Risk score, explained

The CVSS 3.1 score of 7.3 (HIGH) reflects a network-reachable attack requiring no privileges or user interaction (AV:N/AC:L/PR:N/UI:N), combined with potential impacts to confidentiality, integrity, and availability (C:L/I:L/A:L). The score would likely increase if this vulnerability were added to the KEV catalog or if widespread exploitation were documented, potentially reaching CRITICAL if combined with downstream abuse of internal services.

Frequently asked questions

What does server-side request forgery mean in this context?

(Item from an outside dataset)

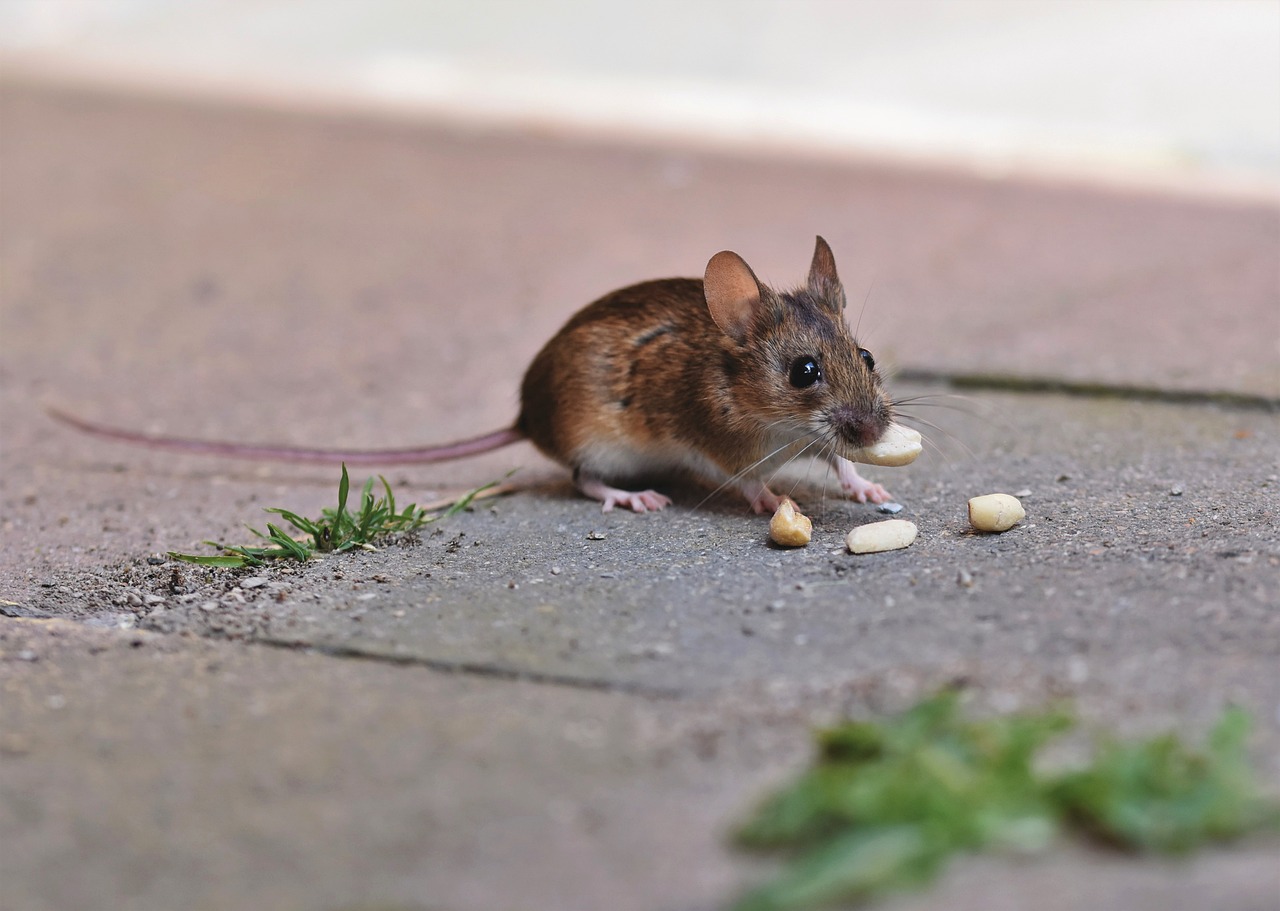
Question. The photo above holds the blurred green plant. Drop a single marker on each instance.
(336, 531)
(886, 804)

SSRF allows an attacker to trick the CRMEB server into making HTTP requests to destinations of the attacker's choosing. Instead of the server making legitimate requests, it becomes a proxy for malicious requests, potentially revealing internal services, metadata, or enabling lateral movement.

Is updating to the latest CRMEB release sufficient?

First verify the version of your current installation and compare it against the vendor's security advisories for CVE-2026-10771. The project has not yet responded to early notification, so there may not be a patched release available. Check official channels and GitHub security notices before updating.

Can network segmentation reduce the risk if patching is delayed?

Yes. Restrict CRMEB's outbound network access to only essential external endpoints. Block access to private IP ranges and cloud metadata services at the firewall level. This limits the attacker's ability to pivot or exfiltrate data, even if the SSRF is exploited.

How do I know if my CRMEB instance has been compromised via this vulnerability?

Check logs for unusual outbound connections from the CRMEB process, particularly to internal IP ranges or cloud metadata endpoints. Review HTTP access logs for suspicious URL parameters in requests to the QR code endpoint. Monitor for any unexpected data exfiltration or lateral movement attempts.

This analysis is provided for informational purposes to support vulnerability management and risk prioritization. Patch availability, vendor timelines, and affected product lists should be verified directly with CRMEB's official channels and security advisories. Organizations must conduct their own risk assessment based on their specific deployment, network architecture, and data sensitivity. SEC.co makes no warranty regarding the completeness or accuracy of vendor responses or patch release schedules. Source: NVD (public-domain), retrieved 2026-07-07. Analysis generated by SEC.co (claude-haiku-4-5).